Plaid Motion

 

A sine-wave plaid is created by superimposing two drifting sinusoidal gratings. The plaid on the right contains one component moving downwards and a second moving leftwards. The two components are also shown side-by-side below. When superimposed, the two grating components usually lock together to form a rigid pattern - the plaid - which drifts in a direction that is determined by the speed and direction of the components. The plaid on the right drifts downwards to the left.

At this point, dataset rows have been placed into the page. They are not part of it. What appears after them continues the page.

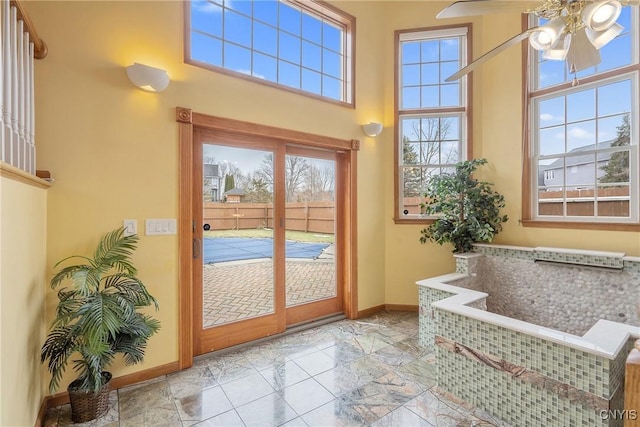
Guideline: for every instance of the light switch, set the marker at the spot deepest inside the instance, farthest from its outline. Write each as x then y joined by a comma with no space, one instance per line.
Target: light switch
154,227
130,227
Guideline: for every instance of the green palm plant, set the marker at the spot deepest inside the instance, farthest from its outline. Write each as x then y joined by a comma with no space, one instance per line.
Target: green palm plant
97,316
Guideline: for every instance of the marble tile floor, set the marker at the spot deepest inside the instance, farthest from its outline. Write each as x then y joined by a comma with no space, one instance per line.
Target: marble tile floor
365,372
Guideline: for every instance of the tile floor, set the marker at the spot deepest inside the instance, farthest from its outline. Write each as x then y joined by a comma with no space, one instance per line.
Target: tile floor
368,371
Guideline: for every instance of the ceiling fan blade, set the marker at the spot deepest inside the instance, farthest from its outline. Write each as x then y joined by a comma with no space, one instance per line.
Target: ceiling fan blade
485,7
487,56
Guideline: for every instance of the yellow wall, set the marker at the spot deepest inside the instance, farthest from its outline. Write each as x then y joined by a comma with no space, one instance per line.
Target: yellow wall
23,231
113,148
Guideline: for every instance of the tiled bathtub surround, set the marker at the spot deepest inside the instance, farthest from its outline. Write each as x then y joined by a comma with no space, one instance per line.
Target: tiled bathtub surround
520,372
557,288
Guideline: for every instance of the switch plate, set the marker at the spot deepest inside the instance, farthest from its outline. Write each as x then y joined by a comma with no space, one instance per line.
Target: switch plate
155,227
131,227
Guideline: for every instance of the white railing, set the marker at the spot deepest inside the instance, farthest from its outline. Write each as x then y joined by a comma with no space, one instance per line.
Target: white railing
17,119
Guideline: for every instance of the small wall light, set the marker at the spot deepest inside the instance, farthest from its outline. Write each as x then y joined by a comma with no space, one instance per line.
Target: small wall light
148,78
372,129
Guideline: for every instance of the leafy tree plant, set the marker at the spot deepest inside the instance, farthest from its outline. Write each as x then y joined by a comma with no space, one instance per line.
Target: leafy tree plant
466,210
97,315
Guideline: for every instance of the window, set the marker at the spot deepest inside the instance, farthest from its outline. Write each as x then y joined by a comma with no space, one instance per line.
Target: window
432,114
302,46
583,147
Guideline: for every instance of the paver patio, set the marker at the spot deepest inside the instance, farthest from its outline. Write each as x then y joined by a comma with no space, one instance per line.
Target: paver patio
243,289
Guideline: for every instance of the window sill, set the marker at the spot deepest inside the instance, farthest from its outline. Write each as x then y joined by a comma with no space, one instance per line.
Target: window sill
16,174
605,226
421,221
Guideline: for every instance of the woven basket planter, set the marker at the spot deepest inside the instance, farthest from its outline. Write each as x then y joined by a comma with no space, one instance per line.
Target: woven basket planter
89,405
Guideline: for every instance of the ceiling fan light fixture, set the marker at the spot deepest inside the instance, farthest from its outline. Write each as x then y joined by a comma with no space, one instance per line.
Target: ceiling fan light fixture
547,36
601,15
582,53
601,38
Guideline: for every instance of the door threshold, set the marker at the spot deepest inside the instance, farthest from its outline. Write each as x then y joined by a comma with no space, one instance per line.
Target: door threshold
298,327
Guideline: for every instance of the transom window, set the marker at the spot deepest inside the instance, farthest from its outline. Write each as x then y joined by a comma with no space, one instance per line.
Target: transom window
584,134
303,46
432,113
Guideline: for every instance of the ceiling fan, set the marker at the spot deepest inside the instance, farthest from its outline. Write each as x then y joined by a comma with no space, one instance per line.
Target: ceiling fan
575,29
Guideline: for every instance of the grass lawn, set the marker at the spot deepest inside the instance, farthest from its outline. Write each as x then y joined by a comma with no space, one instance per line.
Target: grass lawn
298,236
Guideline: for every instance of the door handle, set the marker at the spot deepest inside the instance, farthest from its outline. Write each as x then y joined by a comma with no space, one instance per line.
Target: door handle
196,248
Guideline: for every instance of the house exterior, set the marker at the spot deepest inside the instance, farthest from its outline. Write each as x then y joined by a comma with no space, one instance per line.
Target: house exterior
95,133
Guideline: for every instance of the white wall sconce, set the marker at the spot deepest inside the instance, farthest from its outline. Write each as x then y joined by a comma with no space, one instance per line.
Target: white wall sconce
372,129
148,78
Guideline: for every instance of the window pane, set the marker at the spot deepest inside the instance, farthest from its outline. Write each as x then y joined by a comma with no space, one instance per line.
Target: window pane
551,141
430,96
290,19
265,39
430,51
288,74
581,136
206,49
450,95
237,58
311,81
449,50
243,7
265,67
614,98
410,97
266,11
410,75
237,28
247,30
331,87
289,48
311,56
311,29
410,52
430,74
581,105
206,17
331,63
331,37
551,112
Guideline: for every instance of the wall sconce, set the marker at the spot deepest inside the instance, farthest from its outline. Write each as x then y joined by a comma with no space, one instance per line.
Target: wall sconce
148,78
372,129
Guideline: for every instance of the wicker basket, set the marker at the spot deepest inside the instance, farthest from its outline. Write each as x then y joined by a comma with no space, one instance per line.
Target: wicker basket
89,405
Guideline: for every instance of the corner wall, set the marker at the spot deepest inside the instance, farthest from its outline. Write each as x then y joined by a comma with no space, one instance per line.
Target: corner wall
23,233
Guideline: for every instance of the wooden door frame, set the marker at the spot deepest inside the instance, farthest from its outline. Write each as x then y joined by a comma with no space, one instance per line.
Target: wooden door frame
187,122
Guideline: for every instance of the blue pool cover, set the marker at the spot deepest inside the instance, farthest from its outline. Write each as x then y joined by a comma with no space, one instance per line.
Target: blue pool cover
222,249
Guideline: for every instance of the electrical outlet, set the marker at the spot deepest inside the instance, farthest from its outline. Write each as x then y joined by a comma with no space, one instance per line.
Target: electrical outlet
130,226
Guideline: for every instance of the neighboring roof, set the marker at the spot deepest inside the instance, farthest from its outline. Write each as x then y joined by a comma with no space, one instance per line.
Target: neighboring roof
209,170
235,192
581,159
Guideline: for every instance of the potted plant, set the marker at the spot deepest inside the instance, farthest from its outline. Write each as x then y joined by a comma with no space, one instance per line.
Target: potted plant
466,210
97,317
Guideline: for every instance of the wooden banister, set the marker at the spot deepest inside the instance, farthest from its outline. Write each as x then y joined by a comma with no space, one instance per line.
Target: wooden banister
40,49
632,388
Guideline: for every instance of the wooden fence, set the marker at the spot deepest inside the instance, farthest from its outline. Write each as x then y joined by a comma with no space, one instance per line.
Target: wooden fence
312,217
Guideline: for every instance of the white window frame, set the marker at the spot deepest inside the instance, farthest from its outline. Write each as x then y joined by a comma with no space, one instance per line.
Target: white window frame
462,111
317,9
629,72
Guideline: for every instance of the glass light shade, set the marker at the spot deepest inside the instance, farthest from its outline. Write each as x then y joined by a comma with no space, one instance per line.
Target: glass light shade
559,50
546,36
148,78
601,38
582,53
601,15
372,129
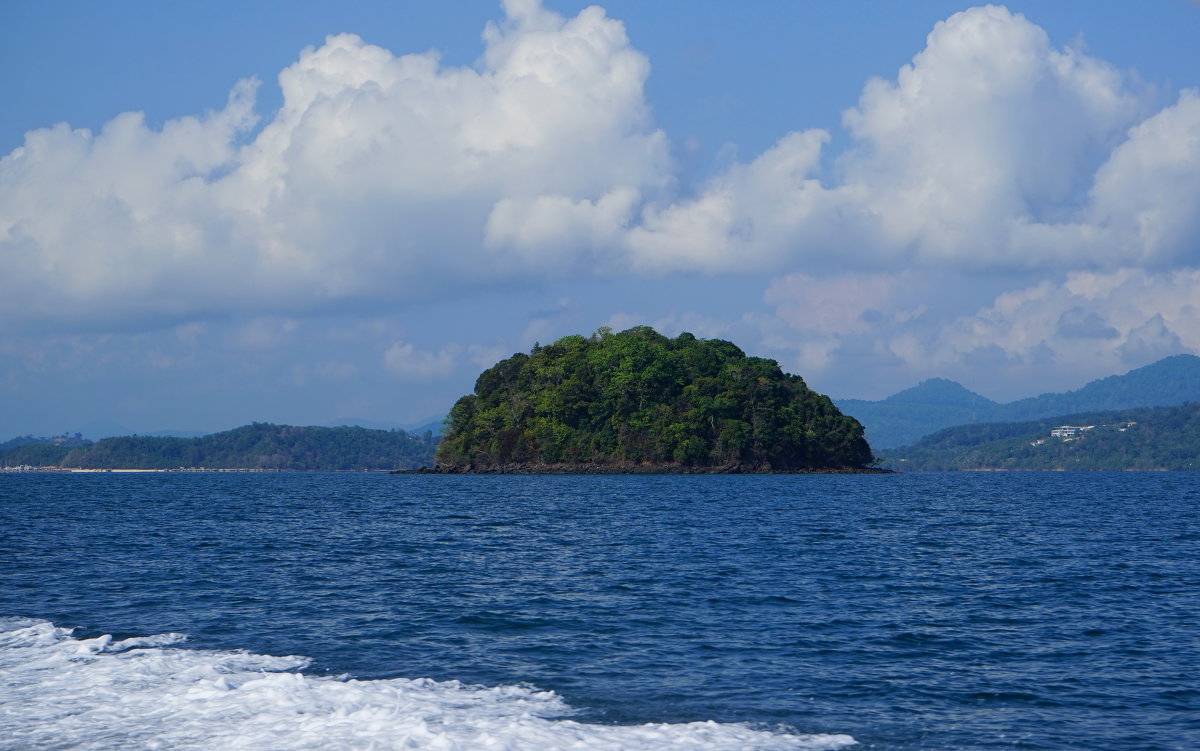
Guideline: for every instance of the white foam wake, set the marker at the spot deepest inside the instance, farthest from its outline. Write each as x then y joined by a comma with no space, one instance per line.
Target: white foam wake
61,692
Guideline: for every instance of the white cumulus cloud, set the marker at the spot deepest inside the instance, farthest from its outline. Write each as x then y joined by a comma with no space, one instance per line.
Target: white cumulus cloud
381,178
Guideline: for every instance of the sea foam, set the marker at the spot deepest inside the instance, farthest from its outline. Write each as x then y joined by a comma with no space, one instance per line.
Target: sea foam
58,691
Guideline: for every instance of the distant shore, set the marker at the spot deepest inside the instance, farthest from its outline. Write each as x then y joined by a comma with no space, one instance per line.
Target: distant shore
178,469
630,468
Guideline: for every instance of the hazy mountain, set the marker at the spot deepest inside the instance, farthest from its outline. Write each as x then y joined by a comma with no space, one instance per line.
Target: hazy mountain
939,403
1144,438
905,416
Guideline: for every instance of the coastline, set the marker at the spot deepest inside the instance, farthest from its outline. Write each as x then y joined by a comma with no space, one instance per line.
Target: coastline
630,468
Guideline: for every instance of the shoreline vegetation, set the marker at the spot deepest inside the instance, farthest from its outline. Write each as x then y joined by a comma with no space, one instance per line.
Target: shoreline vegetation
259,446
526,468
639,402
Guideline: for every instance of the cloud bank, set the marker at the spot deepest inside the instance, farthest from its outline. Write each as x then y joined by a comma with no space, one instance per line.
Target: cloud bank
387,179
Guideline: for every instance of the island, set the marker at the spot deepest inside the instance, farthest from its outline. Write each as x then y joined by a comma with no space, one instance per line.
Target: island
641,402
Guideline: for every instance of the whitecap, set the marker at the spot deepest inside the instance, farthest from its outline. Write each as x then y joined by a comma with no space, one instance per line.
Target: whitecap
147,692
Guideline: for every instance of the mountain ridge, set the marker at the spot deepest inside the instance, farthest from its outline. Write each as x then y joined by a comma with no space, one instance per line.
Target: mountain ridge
936,403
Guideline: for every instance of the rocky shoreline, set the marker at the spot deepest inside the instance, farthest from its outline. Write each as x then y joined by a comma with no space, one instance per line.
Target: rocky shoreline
630,468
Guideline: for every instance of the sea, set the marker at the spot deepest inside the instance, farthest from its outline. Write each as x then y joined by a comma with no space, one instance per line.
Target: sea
280,611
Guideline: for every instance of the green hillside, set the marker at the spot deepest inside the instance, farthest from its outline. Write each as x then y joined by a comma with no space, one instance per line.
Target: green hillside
253,446
1145,439
640,401
937,403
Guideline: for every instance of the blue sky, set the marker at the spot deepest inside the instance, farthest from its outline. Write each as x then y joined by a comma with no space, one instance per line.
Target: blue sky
214,214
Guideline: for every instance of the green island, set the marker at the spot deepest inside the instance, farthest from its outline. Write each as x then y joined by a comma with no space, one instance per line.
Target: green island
261,445
641,402
1152,438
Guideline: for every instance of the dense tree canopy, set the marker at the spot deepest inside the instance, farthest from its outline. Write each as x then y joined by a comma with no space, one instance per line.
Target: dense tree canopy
639,397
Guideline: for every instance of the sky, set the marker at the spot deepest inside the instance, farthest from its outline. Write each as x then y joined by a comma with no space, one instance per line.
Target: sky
223,212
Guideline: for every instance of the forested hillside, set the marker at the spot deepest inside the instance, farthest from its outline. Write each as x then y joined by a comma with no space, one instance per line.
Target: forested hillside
904,418
641,398
1149,438
253,446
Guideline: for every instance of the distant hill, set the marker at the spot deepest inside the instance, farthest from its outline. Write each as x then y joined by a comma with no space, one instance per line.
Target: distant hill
906,416
1147,438
253,446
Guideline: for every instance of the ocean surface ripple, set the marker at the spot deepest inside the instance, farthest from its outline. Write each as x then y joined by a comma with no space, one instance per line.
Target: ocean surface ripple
959,611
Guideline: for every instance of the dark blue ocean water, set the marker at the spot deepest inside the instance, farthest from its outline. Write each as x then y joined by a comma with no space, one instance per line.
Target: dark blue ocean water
927,611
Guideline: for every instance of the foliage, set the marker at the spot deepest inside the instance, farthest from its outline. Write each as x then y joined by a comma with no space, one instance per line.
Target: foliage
253,446
1149,438
639,397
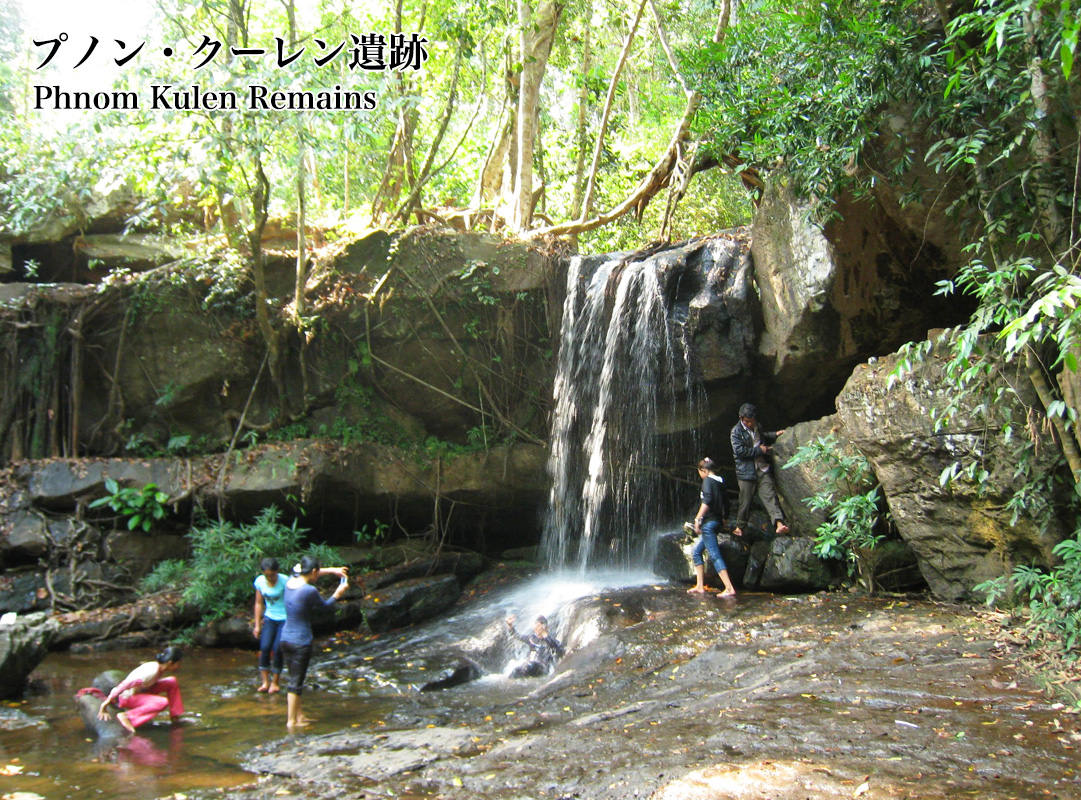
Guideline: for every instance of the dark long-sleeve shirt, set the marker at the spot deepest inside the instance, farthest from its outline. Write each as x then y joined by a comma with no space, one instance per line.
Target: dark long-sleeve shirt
543,651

Plaids have been used to investigate how motion signals from local 1-D contours (the bars of the component gratings) are integrated to construct the motion of 2-D shapes (the plaid). Adelson & Movshon's (1982) 'intersection-of-constraints' or IOC model relies entirely on the 1-D signals, but other models have proposed that spatial features such as the blobs created by the superimposed components can also affect perceived plaid direction (e.g. Kim & Wilson, 1993).
See:
Adelson, E. & Movshon, A. (1982) Phenomenal coherence of moving visual patterns. Nature, 300, 523-525.
Kim, J. & Wilson, H. (1993) Dependence of plaid motion coherence on component grating directions. Vision Research, 33, 2479-2489.
Rust, N. C., Mante, V., Simoncelli, E. P., & Movshon, J. A. (2006). How MT cells analyze the motion of visual patterns. Nature neuroscience, 9, 1421-1431.